Just out of interest I suppose you could try calculating elec_angle fresh every time and see how the graph looks. Instead of elec_angle += (-Direction) * deltaElectricalAngle, do elec_angle = (i * n2_ticks + j) * _2PI * POLEPAIRS / (n_ticks * n2_ticks)
That should land you on exactly a full rotation point (actually a tidbit less since j will be one tick short on the last iteration, but close enough)

At least, I think i understand, why the electrical offset changes. Could it be, that the starting position of the absolute encoder is never taken into account? The sensor could start at a different position each time the program starts. BTW, I am using the class MagneticSensorAS5047.

/Chris

Thanks @dekutree64 for your sugestions!

I did, it is set 16384, which should be correct.

Have you tried attaching a pointer to the motor to verify that it’s physically oriented exactly the same before and after the 5 rotations? EDIT: Nevermind, I don’t think it will be due to the way the test code increments elec_angle repeatedly. Numerical errors will accumulate and you won’t end on an exact number of rotations. However the elec_angle and sensor angle should still match.

Yes, I did, that is how I checked if it is sensor or the motor.

Did that, same thing.

/Chris

Hello. I faced the same problem
https://community.simplefoc.com/t/uneven-rotation/2654

The starting position of the encoder does not matter - during initialisation the motor will be aligned with the electrical zero angle, as determined by the current sensor value at that time. So since a 14 PP motor has 14 electrical revolutions, my understanding is there could be up to 14 positions it should return as the zero angle.

Your problem with the angle is a strange one. The way it looks I’d say the sensor leads or “is ahead of” the motor, as it seems to have opposite direction to the error when you start it down counting than when up counting. Its the behaviour I would expect to see if you set the CPR parameter of the encoder class too low by one or two ticks. then each actual revolution of the motor would produce more ticks than expected.

But you say you’re using the MagneticSensorAS5047 class and SPI mode, so that’s not the case here. The CPR looks to be set correctly to me, 16384 and on looking over the code and the AS5147 datasheet I see no reason why the driver should not work on this sensor, at least for reading angles… I didn’t check the other registers.

The sensor has a “dynamic angle error compensation” feature. By default the code reads the uncorrected angle, but you could change it to read the corrected angle, and see if this helps any?

I can’t really see anywhere in the code where we would introduce an error of one, so at the moment I’m with the slipping magnet or sensor error faction. I’m interested to learn though what the problem turns out to be.

I’m running out of ideas to prod it with :slight_smile: Here’s one though. At some point in the loop, add POLEPAIRS * _2PI to the elec_angle and see if either the phase voltage Ua Ub Uc or the sensor angle jumps suddenly. It should have no effect due to the call to _normalizeAngle in setPhaseVoltage. If it does have an effect, try outputting the return value of _normalizeAngle(elec_angle) before and after the addition.

Dear @runger, dera @dekutree64,

thanks a lot for your thoughts on this!

I played a bit with the CPR, but the effect is (too) marginal, which I find suspicious. I need to investigate this closer, but I am running out of time for today.

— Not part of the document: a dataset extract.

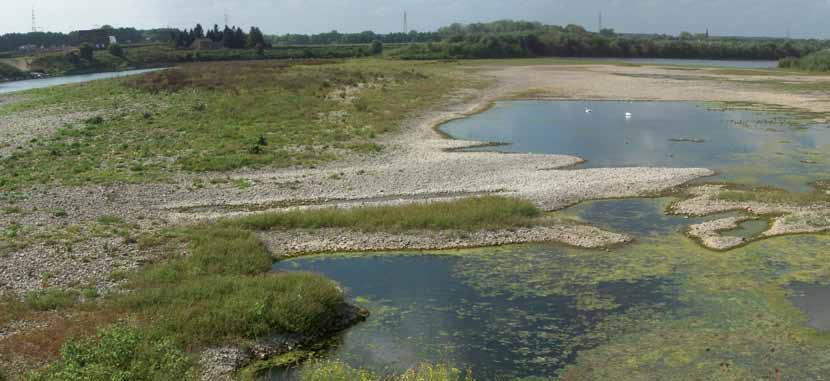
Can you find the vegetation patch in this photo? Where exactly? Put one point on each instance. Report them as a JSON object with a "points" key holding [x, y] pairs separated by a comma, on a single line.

I think so too, and I can read all registers. I also tried to read the compensated angle, made no difference.

The error is so systematic and turning back and forth results in (close to) zero error, so a magnet slipping problem sounds very unlikely. I learned however, that if you can rule out the likely causes, it must be the unlikely or “impossible” ones. Let’s see.

I tried this, no change.

Tomorow I’ll investigate more into the CPR setting and then I will disassemble everything, play a bit with the magnet distance and try another sensor.